Foreign Presto Querygrid servers can be configured (see –server-options of install-teradata script) with the following parameters:

  • MaximumTextLength - (default: 4096) an integer which determines maximum length in characters of text which could be transferred between databases (Teradata and Presto)
  • MaximumBinaryLength - (default: 4096) an integer which determines maximum length of binary data in bytes which could be transferred between databases (Teradata and Presto)
  • ReadTimeout - (default: 2h) determines the maximum amount of time waiting for query results. It is recommended to increase this value for the queries that require complex computation before returning any data.
SELECT *
FROM FOREIGN TABLE(
  SELECT count(*)
  FROM some_enormous_table
)@foreign_server AS table;
  • WriteTimeout - (default: 1h) determines maximum amount of time waiting for consumer to consume the results. It is recommended to increase this value for the queries that require complex computation after consuming the data.
SELECT fibonacci(bigint_column)
FROM large_table@foreign_server;
  • QueryTimeout - (default: 1h) determines maximum amount of time waiting for the remote query to finish after data transfer is finished. It is recommended to increase this value for the INSERT INTO queries which insert the data into the slow consuming connectors.
INSERT INTO "slow_consuming_connector"."slow_consuming_table"
SELECT * FROM large_table;

Note

Sample timeout values: 10s, 5m, 2h.

To see how to use above parameters see Foreign server creation section.

Technical specification

Type support

The following table refers to type handling/conversion between Presto query engine and Teradata. Type handling can differ between presto connectors or even between storage types within a connector. Please refer to a specific presto connector documentation for more details. For example presto-hive connector maps all integral types to Presto BIGINT type.
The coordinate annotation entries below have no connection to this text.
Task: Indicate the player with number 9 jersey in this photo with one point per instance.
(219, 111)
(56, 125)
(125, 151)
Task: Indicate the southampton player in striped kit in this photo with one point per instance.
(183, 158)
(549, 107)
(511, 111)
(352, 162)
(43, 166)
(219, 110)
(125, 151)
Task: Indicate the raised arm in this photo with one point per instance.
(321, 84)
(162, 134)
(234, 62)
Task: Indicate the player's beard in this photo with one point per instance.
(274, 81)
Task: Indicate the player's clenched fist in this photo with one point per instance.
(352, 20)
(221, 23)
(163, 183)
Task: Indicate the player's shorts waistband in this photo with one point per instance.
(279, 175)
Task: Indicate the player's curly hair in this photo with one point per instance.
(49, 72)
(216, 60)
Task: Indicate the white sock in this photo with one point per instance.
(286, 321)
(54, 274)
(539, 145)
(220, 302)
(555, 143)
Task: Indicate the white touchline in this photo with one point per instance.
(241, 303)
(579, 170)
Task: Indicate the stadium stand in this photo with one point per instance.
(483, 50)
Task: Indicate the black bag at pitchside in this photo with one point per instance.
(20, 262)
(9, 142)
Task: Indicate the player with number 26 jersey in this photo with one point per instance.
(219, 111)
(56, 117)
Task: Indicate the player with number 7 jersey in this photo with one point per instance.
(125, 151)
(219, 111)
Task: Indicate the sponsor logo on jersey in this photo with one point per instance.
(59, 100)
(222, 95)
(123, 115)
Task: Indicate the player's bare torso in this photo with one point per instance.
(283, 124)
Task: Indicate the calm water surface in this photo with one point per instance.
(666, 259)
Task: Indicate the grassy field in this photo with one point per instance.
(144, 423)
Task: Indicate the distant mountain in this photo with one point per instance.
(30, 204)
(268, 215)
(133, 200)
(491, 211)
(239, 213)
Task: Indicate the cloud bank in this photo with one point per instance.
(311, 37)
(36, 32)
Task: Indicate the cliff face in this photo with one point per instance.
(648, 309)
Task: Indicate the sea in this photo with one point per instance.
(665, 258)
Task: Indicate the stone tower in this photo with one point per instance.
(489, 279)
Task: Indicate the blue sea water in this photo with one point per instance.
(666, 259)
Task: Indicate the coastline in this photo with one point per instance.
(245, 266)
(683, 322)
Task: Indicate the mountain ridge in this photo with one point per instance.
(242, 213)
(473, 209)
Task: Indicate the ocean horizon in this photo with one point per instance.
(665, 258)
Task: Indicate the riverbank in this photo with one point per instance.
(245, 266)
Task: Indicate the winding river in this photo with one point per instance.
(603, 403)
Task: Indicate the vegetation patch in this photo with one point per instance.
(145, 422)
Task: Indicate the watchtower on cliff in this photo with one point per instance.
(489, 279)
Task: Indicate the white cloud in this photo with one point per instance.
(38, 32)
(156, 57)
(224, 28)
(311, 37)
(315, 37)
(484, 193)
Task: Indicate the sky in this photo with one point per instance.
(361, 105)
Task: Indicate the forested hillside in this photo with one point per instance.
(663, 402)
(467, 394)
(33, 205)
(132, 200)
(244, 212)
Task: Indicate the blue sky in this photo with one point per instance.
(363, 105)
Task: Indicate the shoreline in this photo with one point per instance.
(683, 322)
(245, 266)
Type in Presto Type in Teradata Notes
BOOLEAN BYTEINT  
BIGINT BIGINT  
DOUBLE REAL  
VARCHAR VARCHAR Values exceeding MaximumTextLength will be truncated
DATE DATE  
TIMESTAMP TIMESTAMP  
VARBINARY VARBYTE Error thrown on values exceeding MaximumBinaryLength
JSON VARCHAR  
ARRAY VARCHAR Serialized to/from json
MAP VARCHAR Serialized to/from json
ROW VARCHAR Serialized to json in import path. Writing ROW values to Presto is not supported

Known issues/limitations

  • maximum VARCHAR length is limited by default to 4096 characters (see Configuration parameters)
  • maximum VARBINARY length is limited by default to 4096 bytes (see Configuration parameters)
  • Complex Presto type’s objects are translated to JSON, and they are visible in Teradata as strings. Large complex objects can’t be selected, because their JSON string representation may exceed 64kb.
  • Native Presto queries that have aggregations without explicitly specified aliases fail with an error: Presto query failed: Column name not specified at position 1.
SELECT *
FROM FOREIGN TABLE(
   SELECT count(*)
   FROM nation
)@presto_server AS presto_query

We should provide alias explicitly to make it work.

SELECT *
FROM FOREIGN TABLE(
   SELECT count(*) as some_explicit_alias
   FROM nation
)@presto_server AS presto_query
  • Currently QueryGrid is limited to run 20 concurrent queries. However, if your queries are long running or taking a lot of resources (e.g. big result set) it is advised to run even less than 20 queries. Otherwise you may get an Teradata error:
[Error 7583] [SQLState HY000] The secure mode processes had a set up error.
  • In order to run INSERT INTO queries with the high presto_writer_count you must change *node-scheduler* settings in Presto config.properties file as well

    node-scheduler.max-splits-per-node=MAX_SPLITS_PER_NODE
    node-scheduler.max-pending-splits-per-node-per-task=MAX_SPLITS_PER_TASK_PER_NODE
    
    Where
    • *MAX_SPLITS_PER_TASK_PER_NODE* must equal or greater than presto_writer_count
    • *MAX_SPLITS_PER_NODE* must be equal or greater than presto_writer_count multiplied by the number of queries that are supposed to be run concurrently
  • High presto_writer_count can cause high CPU utilization. If the Presto starts to fail with the timeout related issue try to decrease presto_writer_count.

  • In case of getting the Another instance of the Querygrid driver is still running. error please restart your Teradata instance with the tpareset reason command.